Intubating patients and adjusting the delicate dial settings on their ventilators can be done by some doctors and nurses, although most are already inundated by other work from the surge of COVID-19 cases. And “we already have a shortage of nurses and physicians in the United States,” says Marcus Schabacker, a physician and the CEO of ECRI, a patient-safety nonprofit organization. “They’re already stretched when we have a bad flu season.”
In the United States, managing ventilators is mostly done by a specially trained group of health care workers called respiratory therapists. But there aren’t enough of them: One 2015 study found that in a crisis-level public health emergency, the number of available respiratory therapists would be the “key constraining component,” meaning the number of patients on ventilators would max out at 135,000.
Which makes some experts warn that all the recent efforts to step up ventilator manufacturing might be missing the real problem.
“You’re going to run out of personnel before you run out of ventilators,” Schabacker says.
Calling in reinforcements
In theory, the numbers should be less dire. There are about 150,000 licensed respiratory therapists in the United States, who could each manage up to six ventilators at once under good circumstances, according to Timothy R. Myers, chief business officer for the American Association for Respiratory Care.
But “if you have critically ill patients, that ratio could go down,” he says. “That means you need more therapists.”
It’s a profession that’s fairly unique to the U.S., and one of its fastest growing. Becoming a respiratory therapist requires an associate’s degree, board certifications, and a license in all states but Alaska. The median annual pay in 2018 was $60,280, according to the U.S. Bureau of Labor Statistics.
But it’s also a profession that needed more recruits even before the onset of the coronavirus crisis—especially in some now-crucial locations. New York, which has become the center of the American crisis, “is among the states with the lowest concentration of respiratory therapists compared with the national average,” USA Today reported last week, citing an analysis of BLS data from 2018. “The concentration is similarly low in Washington, the first hotspot in the USA.”
Hospitals in general were seeing vacancy rates for respiratory therapists of between 9% and 12% early this year, before the onset of the pandemic, according to Myers.
“While it was a bit of a shortage, people were able to manage daily operations with some creative staffing and overtime,” Myers says. “But as this virus spreads, if hospital workers are getting exposed and quarantined or testing positive themselves, you’re depleting a workforce” that was already short-staffed.
Now hospitals and medical centers are trying to fill in the gaps by calling respiratory therapists out of retirement—or hustling them into the workforce early.
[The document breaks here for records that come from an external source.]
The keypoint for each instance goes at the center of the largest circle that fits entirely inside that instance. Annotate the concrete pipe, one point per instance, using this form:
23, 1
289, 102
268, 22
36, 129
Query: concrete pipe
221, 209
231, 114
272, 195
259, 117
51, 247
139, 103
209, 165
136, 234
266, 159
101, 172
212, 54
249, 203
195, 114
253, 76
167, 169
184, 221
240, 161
Some states have streamlined their licensing requirements or waived fees for recent retirees, Myers says. He adds that others are also granting temporary licenses to students who have completed some of their respiratory therapy coursework, so that they can relieve hospital staff of some non-ICU duties.
Myers also offers a glimmer of hope: In the coming weeks, as medical-device makers and car companies fulfill their promises to manufacture tens of thousands more ventilators, there will be some fresh recruits to operate them.
They still may not be numerous enough to operate the new machines. But in the next two months, “there are about 6,000 to 7,000 [respiratory-therapist] students in the United States about to graduate,” Myers says. “So there is another potential workforce—a resupply, if you will.”